A resolução diminui a participação das empresas no custeio dos planos. Atualmente, as estatais cobrem em média 75% dos custos. A resolução autoriza a paridade na contribuição, sendo 50% para as empresas e 50% para os trabalhadores. O documento ainda limita a inclusão dos pais e de outros dependentes no plano. Além disso, pessoas contratadas após a entrada em vigor da resolução não serão contempladas pelos planos de saúde de autogestão.

Desse modo, os recém-admitidos ficarão reféns de uma assistência médica na modalidade de reembolso e os processos seletivos de empresas estatais federais não poderão garantir nenhum benefício relacionado à assistência em saúde. É o que consta nos artigos 10 e 11 da resolução.

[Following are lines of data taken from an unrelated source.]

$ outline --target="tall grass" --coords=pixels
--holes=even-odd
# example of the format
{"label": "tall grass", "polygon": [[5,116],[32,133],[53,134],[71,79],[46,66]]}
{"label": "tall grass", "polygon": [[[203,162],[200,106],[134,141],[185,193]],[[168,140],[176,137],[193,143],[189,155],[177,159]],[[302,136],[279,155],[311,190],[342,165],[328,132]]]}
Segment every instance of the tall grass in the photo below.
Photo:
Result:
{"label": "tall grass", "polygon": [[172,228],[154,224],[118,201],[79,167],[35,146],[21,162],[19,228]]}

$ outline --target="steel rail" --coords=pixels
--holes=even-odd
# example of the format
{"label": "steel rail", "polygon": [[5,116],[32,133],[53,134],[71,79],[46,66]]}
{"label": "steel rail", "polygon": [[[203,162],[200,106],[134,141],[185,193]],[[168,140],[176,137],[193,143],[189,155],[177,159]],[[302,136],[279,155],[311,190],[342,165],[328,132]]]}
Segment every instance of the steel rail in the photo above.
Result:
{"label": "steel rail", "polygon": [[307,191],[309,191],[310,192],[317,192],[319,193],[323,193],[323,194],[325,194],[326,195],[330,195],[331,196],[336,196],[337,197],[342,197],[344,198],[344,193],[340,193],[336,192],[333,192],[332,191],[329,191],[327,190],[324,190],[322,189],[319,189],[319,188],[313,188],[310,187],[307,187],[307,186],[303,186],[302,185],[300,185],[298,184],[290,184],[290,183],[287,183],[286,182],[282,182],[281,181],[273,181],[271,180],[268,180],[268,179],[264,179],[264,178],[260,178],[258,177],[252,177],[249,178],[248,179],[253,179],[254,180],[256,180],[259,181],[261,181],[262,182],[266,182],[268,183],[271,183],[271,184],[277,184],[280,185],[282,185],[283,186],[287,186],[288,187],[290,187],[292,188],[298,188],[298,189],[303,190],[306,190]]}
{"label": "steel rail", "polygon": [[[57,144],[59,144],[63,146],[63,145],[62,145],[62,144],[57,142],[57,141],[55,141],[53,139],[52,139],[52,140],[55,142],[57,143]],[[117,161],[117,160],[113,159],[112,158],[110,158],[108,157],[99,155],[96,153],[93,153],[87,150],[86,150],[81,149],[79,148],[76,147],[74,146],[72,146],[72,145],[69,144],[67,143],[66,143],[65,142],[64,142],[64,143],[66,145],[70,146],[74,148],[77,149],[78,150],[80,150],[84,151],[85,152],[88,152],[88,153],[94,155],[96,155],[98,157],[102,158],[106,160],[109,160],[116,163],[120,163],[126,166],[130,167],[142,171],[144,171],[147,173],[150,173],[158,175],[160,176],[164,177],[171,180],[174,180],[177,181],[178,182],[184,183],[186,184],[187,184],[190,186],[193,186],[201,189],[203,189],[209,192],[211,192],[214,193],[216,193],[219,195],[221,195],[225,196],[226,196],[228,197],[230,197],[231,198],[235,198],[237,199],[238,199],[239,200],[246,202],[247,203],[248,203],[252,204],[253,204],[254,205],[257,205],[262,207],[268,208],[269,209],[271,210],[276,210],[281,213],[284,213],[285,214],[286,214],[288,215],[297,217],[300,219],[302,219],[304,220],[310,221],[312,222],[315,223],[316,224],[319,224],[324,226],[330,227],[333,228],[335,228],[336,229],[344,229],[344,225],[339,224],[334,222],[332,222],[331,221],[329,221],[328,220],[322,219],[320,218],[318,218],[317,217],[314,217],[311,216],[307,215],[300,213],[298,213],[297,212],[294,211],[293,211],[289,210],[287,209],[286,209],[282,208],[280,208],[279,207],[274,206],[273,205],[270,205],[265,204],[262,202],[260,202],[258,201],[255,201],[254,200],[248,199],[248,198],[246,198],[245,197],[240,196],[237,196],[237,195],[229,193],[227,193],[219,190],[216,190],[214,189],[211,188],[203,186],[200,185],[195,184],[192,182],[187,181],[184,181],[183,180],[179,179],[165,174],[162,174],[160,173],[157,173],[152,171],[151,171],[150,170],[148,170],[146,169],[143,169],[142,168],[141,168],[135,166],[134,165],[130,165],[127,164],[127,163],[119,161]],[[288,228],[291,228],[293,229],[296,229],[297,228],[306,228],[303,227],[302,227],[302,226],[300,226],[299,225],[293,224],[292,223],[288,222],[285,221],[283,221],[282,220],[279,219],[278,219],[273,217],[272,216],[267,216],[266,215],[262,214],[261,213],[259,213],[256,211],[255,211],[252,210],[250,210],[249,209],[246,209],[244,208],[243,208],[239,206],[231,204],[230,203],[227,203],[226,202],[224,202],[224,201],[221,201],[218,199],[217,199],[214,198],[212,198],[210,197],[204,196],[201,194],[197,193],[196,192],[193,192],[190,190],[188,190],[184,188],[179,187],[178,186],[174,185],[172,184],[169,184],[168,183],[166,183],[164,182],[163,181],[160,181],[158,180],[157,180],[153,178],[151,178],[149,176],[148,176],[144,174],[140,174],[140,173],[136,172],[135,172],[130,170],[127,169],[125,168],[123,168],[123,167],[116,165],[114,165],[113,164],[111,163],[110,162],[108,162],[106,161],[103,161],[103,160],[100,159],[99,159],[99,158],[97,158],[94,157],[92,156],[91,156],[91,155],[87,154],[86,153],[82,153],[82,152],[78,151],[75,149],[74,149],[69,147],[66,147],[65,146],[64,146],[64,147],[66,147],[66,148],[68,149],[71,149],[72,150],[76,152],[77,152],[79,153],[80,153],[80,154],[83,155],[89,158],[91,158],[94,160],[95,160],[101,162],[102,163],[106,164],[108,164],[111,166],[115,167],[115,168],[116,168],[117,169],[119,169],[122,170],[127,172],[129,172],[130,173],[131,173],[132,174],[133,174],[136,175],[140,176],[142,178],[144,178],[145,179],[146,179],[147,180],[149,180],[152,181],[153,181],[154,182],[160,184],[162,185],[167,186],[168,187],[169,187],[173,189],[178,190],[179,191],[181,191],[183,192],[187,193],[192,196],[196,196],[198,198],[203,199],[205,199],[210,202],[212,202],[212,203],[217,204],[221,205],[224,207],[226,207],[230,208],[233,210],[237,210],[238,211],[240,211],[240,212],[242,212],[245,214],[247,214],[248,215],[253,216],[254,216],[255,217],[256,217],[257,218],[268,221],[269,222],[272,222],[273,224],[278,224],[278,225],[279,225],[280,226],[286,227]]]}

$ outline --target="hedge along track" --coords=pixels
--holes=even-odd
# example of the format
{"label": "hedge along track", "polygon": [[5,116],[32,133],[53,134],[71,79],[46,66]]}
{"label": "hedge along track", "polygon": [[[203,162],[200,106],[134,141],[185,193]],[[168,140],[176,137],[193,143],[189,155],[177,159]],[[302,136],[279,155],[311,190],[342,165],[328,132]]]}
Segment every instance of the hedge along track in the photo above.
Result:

O documento também impede o trabalhador aposentado de acessar o plano de saúde das empresas públicas. Ao fim da vigência do contrato de trabalho, o aposentado perderá também o direito à assistência médica.

O diretor do Sindiquímica-PR Sérgio Luiz Monteiro não tem dúvidas de que essa medida autoritária serve somente para enriquecer os planos privados de saúde. “O objetivo do governo golpista de Michel Temer é apenas um: favorecer as elites econômicas e financeiras. Para isso, ele opta por desmontar os planos de saúde das empresas públicas e forçar a mudança para planos privados, que colecionam usuários insatisfeitos e lucros bilionários”, critica.

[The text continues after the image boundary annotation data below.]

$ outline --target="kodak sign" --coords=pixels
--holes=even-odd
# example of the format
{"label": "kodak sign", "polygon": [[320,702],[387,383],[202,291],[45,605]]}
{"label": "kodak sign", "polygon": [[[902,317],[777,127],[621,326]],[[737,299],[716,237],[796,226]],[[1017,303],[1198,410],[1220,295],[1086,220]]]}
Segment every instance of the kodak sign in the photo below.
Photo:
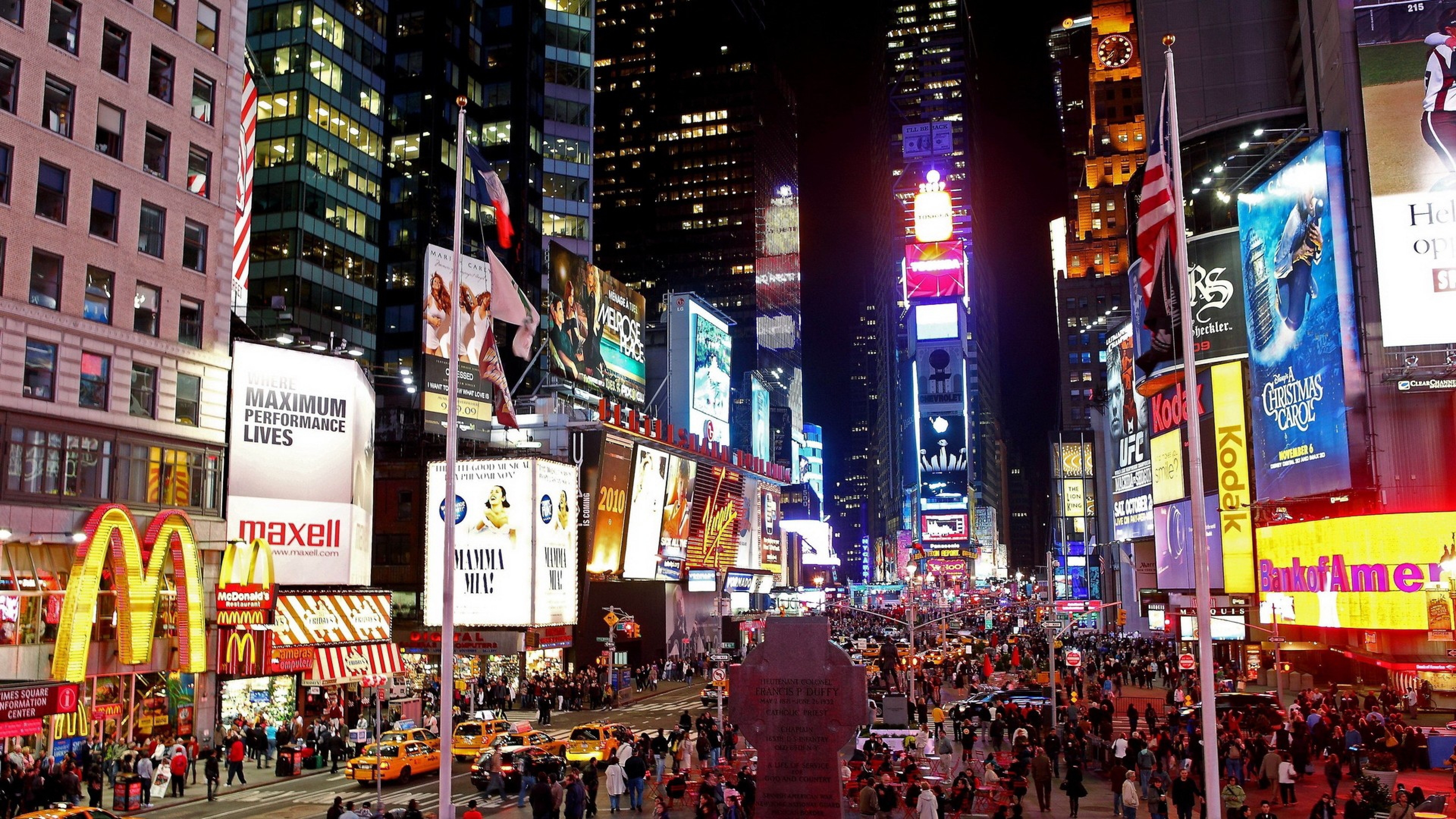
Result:
{"label": "kodak sign", "polygon": [[108,503],[92,510],[83,533],[84,539],[76,546],[71,576],[66,584],[51,676],[70,682],[86,681],[96,597],[108,564],[116,595],[118,659],[124,665],[151,662],[162,579],[170,574],[176,589],[178,670],[205,672],[201,565],[197,536],[186,513],[165,509],[151,519],[146,533],[138,535],[131,512],[125,506]]}

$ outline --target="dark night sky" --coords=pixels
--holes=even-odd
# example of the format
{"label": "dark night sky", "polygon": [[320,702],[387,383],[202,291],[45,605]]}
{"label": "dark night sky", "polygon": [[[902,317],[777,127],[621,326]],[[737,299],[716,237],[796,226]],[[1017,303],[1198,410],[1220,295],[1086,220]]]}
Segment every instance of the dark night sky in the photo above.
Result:
{"label": "dark night sky", "polygon": [[[855,303],[871,274],[868,156],[887,150],[871,144],[863,125],[878,82],[863,54],[882,50],[884,39],[871,17],[826,15],[821,4],[805,1],[794,6],[799,17],[780,31],[814,32],[812,41],[795,39],[785,48],[799,103],[805,420],[826,428],[831,487],[847,446],[846,351]],[[990,309],[1000,318],[1008,436],[1029,459],[1042,461],[1057,399],[1047,223],[1064,201],[1045,35],[1070,13],[1086,13],[1088,4],[967,0],[967,6],[981,89],[976,265],[999,287],[999,303]]]}

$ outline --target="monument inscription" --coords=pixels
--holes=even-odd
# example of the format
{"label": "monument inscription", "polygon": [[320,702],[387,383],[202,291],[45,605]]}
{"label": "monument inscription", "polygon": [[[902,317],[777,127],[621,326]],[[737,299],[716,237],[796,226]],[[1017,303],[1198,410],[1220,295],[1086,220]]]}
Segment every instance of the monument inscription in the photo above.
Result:
{"label": "monument inscription", "polygon": [[729,718],[759,751],[760,816],[842,816],[839,751],[869,723],[869,691],[828,635],[823,616],[769,618],[764,641],[729,669]]}

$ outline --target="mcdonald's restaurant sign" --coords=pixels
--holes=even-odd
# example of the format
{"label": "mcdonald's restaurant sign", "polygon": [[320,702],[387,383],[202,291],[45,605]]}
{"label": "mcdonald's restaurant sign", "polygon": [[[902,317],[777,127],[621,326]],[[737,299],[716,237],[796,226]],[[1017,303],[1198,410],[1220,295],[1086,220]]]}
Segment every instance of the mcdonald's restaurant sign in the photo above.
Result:
{"label": "mcdonald's restaurant sign", "polygon": [[[179,672],[207,672],[207,632],[202,609],[202,577],[197,536],[186,513],[165,509],[151,519],[146,533],[137,533],[131,512],[108,503],[92,510],[76,546],[66,602],[55,632],[51,678],[67,682],[86,681],[92,624],[96,622],[96,597],[100,579],[111,565],[116,595],[116,654],[122,665],[151,662],[157,638],[157,606],[162,577],[172,574],[176,589],[175,621]],[[143,560],[143,554],[149,555]]]}
{"label": "mcdonald's restaurant sign", "polygon": [[[259,568],[262,579],[258,577]],[[272,546],[268,541],[227,544],[217,577],[217,625],[269,624],[275,599]]]}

De onde vem o poder dos planos privados?

Enquanto muitos trabalhadores perdem o direito à assistência médica de qualidade, os poderosos do ramo da saúde engrandecem suas fortunas. Em 2016, o lucro das operadoras de planos de saúde foi de R$ 6,2 bilhões, de acordo com a Agência Nacional de Saúde Suplementar (ANS). A quantia é cerca de 70% superior ao lucro de 2015. Esses números foram alcançados mesmo com a saída de 1,5 milhão de usuários entre 2015 e 2016.

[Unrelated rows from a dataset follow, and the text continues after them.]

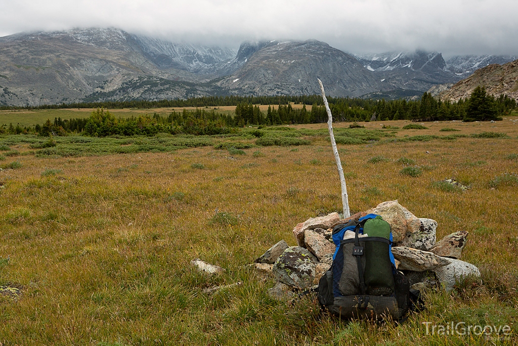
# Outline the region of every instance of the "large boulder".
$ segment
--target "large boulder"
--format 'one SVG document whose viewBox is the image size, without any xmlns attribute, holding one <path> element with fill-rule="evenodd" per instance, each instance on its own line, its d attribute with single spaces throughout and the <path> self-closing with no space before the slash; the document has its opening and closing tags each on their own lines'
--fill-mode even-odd
<svg viewBox="0 0 518 346">
<path fill-rule="evenodd" d="M 466 246 L 467 231 L 459 231 L 452 233 L 437 242 L 430 249 L 437 256 L 458 259 L 462 255 L 462 249 Z"/>
<path fill-rule="evenodd" d="M 295 236 L 295 239 L 297 240 L 298 246 L 301 247 L 306 246 L 304 243 L 304 232 L 306 230 L 312 230 L 315 228 L 326 229 L 339 219 L 340 215 L 338 215 L 338 213 L 332 213 L 325 216 L 313 217 L 298 224 L 293 228 L 293 235 Z"/>
<path fill-rule="evenodd" d="M 400 204 L 397 200 L 380 203 L 371 212 L 381 215 L 390 224 L 394 243 L 402 241 L 421 228 L 419 219 Z"/>
<path fill-rule="evenodd" d="M 275 261 L 277 260 L 279 256 L 287 248 L 287 243 L 284 240 L 281 240 L 266 250 L 266 252 L 255 260 L 255 262 L 274 264 L 275 263 Z"/>
<path fill-rule="evenodd" d="M 419 230 L 410 233 L 396 245 L 423 251 L 430 251 L 435 244 L 437 222 L 427 218 L 420 218 L 419 221 L 421 222 Z"/>
<path fill-rule="evenodd" d="M 433 270 L 439 281 L 447 290 L 451 290 L 456 283 L 468 277 L 480 278 L 480 271 L 471 263 L 454 258 L 448 258 L 448 260 L 450 264 Z"/>
<path fill-rule="evenodd" d="M 394 258 L 400 262 L 400 270 L 424 271 L 450 264 L 448 258 L 441 257 L 428 251 L 423 251 L 406 246 L 392 248 Z"/>
<path fill-rule="evenodd" d="M 278 281 L 305 289 L 313 283 L 318 262 L 315 256 L 303 247 L 288 247 L 275 261 L 274 276 Z"/>
<path fill-rule="evenodd" d="M 304 243 L 306 248 L 319 260 L 322 260 L 326 256 L 332 255 L 336 250 L 336 245 L 326 239 L 325 236 L 309 229 L 304 232 Z"/>
</svg>

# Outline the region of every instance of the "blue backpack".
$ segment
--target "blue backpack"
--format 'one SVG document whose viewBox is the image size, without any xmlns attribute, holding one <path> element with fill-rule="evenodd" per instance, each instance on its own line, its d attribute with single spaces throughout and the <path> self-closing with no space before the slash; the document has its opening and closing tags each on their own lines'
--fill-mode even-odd
<svg viewBox="0 0 518 346">
<path fill-rule="evenodd" d="M 341 318 L 400 321 L 410 304 L 410 283 L 396 269 L 388 224 L 369 214 L 335 227 L 333 240 L 333 265 L 318 289 L 322 308 Z"/>
</svg>

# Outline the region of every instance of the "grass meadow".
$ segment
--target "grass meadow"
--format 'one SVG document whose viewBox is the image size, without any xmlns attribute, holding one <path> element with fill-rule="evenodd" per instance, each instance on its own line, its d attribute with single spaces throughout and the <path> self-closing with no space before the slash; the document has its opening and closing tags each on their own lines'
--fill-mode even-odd
<svg viewBox="0 0 518 346">
<path fill-rule="evenodd" d="M 438 238 L 469 231 L 463 259 L 482 283 L 424 292 L 426 310 L 399 326 L 338 321 L 311 295 L 275 300 L 273 280 L 246 266 L 295 245 L 297 223 L 341 211 L 325 124 L 51 147 L 0 136 L 0 345 L 516 344 L 516 120 L 335 124 L 352 213 L 397 199 L 437 220 Z M 226 272 L 200 274 L 196 258 Z M 512 332 L 427 334 L 458 322 Z"/>
</svg>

Os magnatas da saúde não conseguiriam lucros tão expressivos sem a ajuda de alguns mecanismos econômicos e políticos. A atuação dos planos de saúde em busca de poder e lucro pode ser explicada em três pontos principais: o desinvestimento no Sistema Único de Saúde (SUS), a falta de regulação dos reajustes abusivos e o financiamento de campanhas políticas.

Em relação ao SUS, as operadoras privadas crescem graças a uma tática simples do governo: precarizar para privatizar. Essa estratégia consiste em reduzir os investimentos nos serviços de saúde a ponto deles não se sustentarem mais e, assim, justificar a privatização. Esse mecanismo ganha força em governos alinhados ao neoliberalismo, como o de Temer. Não foi por acaso que o golpista fez questão de aprovar a Emenda Constitucional (EC) 95, congelando investimentos em saúde e outras áreas prioritárias por 20 anos no Brasil.

Os reajustes abusivos também explicam os lucros bilionários dos planos. Os percentuais exigidos pelas operadoras cresceram tanto nos últimos anos que o reajuste se tornou a principal reclamação recebida pelo Instituto Brasileiro de Defesa do Consumidor (Idec). Para especialistas, a ANS falha na tarefa de regular de maneira sensata os preços dos planos, que aumentam sucessivamente acima da inflação, prejudicando os usuários.

Por fim, a influência política das operadoras privadas de saúde é mantida pelos políticos que recebem, durante as campanhas, os investimentos milionários do setor. Em 2014, os planos investiram R$ 54,9 milhões nas campanhas de 131 candidatos a presidente, deputado federal, senador e governador. Os dados são do Tribunal Superior Eleitoral (TSE). Ao serem eleitos, esses representantes atuam diretamente para perpetuar o poder e o lucro das operadoras.

“O governo de Michel Temer quer favorecer esse setor que lucra com a saúde da população. Os trabalhadores e setores sociais precisam se mobilizar para impedir que os planos de saúde geridos pelas estatais sejam extintos. É uma questão de dignidade e de soberania”, defende Sérgio.